Safety, immunogenicity and efficacy of the self-amplifying mRNA ARCT-154 COVID-19 vaccine: pooled phase 1, 2, 3a and 3b randomized, controlled trials.

Combination of waning immunity and lower effectiveness against new SARS-CoV-2 variants of approved COVID-19 vaccines necessitates new vaccines. We evaluated two doses, 28 days apart, of ARCT-154, a self-amplifying mRNA COVID-19 vaccine, compared with saline placebo in an integrated phase 1/2/3a/3b controlled, observer-blind trial in Vietnamese adults (ClinicalTrial.gov identifier: NCT05012943). Primary safety and reactogenicity outcomes were unsolicited adverse events (AE) 28 days after each dose, solicited local and systemic AE 7 days after each dose, and serious AEs throughout the study.
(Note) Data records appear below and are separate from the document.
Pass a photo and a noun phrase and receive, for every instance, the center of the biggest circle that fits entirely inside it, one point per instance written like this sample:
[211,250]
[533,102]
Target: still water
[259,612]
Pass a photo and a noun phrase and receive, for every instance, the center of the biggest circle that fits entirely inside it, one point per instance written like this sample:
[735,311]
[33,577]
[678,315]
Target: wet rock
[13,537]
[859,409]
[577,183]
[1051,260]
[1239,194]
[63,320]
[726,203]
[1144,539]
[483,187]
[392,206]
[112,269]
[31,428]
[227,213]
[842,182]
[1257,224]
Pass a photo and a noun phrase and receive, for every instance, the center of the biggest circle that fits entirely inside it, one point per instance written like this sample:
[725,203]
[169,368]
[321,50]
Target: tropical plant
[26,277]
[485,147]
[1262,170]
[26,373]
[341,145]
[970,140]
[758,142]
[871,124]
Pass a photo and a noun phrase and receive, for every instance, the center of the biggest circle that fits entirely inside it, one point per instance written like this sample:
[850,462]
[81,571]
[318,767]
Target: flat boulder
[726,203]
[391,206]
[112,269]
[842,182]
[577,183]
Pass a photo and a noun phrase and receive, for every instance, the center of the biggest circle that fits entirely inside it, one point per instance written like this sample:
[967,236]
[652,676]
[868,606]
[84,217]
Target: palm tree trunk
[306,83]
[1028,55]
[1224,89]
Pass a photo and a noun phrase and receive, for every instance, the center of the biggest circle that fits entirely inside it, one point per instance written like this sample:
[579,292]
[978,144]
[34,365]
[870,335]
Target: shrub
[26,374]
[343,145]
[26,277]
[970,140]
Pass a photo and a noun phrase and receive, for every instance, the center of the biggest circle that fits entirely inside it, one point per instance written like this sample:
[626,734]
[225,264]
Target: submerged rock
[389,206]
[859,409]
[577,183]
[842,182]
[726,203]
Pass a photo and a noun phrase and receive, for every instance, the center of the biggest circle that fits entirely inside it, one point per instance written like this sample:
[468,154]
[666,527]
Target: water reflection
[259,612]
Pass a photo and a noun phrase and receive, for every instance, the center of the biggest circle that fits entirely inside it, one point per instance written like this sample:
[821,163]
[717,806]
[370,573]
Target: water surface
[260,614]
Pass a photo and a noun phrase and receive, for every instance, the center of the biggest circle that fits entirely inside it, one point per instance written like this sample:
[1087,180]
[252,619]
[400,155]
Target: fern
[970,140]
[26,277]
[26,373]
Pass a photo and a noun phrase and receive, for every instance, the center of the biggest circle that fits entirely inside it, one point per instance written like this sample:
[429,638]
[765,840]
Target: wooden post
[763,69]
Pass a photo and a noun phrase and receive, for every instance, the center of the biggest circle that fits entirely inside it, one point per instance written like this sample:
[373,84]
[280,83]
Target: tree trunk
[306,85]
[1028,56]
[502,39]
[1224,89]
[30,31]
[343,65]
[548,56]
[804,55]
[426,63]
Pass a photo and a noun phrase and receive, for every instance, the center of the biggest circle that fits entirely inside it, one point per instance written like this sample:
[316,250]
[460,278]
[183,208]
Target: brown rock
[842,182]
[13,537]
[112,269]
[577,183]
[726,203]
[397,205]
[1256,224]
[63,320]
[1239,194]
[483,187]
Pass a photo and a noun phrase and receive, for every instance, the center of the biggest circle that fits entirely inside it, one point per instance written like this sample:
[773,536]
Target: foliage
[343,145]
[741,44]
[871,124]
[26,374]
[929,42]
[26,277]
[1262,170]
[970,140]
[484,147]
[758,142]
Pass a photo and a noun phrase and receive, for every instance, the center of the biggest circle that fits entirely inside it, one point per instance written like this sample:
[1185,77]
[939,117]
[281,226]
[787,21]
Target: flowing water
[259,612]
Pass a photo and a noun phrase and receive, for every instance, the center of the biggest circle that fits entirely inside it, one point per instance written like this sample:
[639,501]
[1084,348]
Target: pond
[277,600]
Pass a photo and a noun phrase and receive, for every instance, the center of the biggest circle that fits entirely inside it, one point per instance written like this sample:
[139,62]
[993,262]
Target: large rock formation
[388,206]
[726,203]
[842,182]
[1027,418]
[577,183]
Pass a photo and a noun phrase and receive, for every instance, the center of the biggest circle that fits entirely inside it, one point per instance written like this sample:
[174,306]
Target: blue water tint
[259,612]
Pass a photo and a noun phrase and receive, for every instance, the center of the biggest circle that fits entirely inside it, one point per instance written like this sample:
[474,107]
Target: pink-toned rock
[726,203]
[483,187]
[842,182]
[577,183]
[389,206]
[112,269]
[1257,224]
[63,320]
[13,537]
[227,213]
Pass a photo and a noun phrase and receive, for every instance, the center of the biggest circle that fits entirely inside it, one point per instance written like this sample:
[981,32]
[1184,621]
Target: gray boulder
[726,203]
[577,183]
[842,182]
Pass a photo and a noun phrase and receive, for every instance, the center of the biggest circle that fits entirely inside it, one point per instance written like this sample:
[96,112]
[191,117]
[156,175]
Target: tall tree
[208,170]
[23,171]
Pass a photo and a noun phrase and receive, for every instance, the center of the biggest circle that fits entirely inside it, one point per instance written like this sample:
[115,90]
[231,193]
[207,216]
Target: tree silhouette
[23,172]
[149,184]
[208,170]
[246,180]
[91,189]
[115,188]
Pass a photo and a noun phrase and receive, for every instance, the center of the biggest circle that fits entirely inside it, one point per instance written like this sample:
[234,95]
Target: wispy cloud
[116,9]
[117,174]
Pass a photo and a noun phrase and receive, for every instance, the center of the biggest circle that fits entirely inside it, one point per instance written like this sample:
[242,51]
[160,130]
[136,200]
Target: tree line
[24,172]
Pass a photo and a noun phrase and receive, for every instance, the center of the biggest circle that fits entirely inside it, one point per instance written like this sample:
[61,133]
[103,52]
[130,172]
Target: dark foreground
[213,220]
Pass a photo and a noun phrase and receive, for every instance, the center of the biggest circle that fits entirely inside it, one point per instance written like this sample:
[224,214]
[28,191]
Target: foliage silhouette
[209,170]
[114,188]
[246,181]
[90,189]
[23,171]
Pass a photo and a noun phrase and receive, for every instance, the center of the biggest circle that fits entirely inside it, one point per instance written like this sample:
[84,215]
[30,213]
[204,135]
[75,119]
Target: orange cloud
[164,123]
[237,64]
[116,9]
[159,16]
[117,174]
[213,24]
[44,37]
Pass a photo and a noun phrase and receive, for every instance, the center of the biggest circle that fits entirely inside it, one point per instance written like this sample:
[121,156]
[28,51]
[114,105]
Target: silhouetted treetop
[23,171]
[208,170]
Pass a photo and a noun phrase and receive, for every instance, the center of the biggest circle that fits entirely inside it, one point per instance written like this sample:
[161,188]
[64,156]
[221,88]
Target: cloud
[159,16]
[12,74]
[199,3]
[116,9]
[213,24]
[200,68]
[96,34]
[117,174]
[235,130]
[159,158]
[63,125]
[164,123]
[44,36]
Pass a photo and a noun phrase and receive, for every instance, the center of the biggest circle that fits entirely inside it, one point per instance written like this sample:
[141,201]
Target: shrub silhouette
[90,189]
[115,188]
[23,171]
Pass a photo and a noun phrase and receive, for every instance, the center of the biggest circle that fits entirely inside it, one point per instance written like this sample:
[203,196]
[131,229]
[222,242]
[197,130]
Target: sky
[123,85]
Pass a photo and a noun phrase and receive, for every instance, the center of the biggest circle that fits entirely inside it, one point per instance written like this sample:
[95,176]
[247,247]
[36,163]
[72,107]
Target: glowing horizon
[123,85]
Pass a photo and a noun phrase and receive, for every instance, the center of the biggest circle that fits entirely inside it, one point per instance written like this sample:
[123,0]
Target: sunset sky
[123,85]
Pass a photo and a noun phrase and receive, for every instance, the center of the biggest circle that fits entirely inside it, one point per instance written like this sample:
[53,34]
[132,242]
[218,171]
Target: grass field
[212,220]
Primary immunogenicity outcome was the immune response as neutralizing antibodies 28 days after the second dose. Efficacy against COVID-19 was assessed as primary and secondary outcomes in phase 3b. ARCT-154 was well tolerated with generally mild-moderate transient AEs. Four weeks after the second dose 94.1% (95% CI: 92.1-95.8) of vaccinees seroconverted for neutralizing antibodies, with a geometric mean-fold rise from baseline of 14.5 (95% CI: 13.6-15.5). Of 640 cases of confirmed COVID-19 eligible for efficacy analysis most were due to the Delta (B.1.617.2) variant. Efficacy of ARCT-154 was 56.6% (95% CI: 48.7- 63.3) against any COVID-19, and 95.3% (80.5-98.9) against severe COVID-19. ARCT-154 vaccination is well tolerated, immunogenic and efficacious, particularly against severe COVID-19 disease.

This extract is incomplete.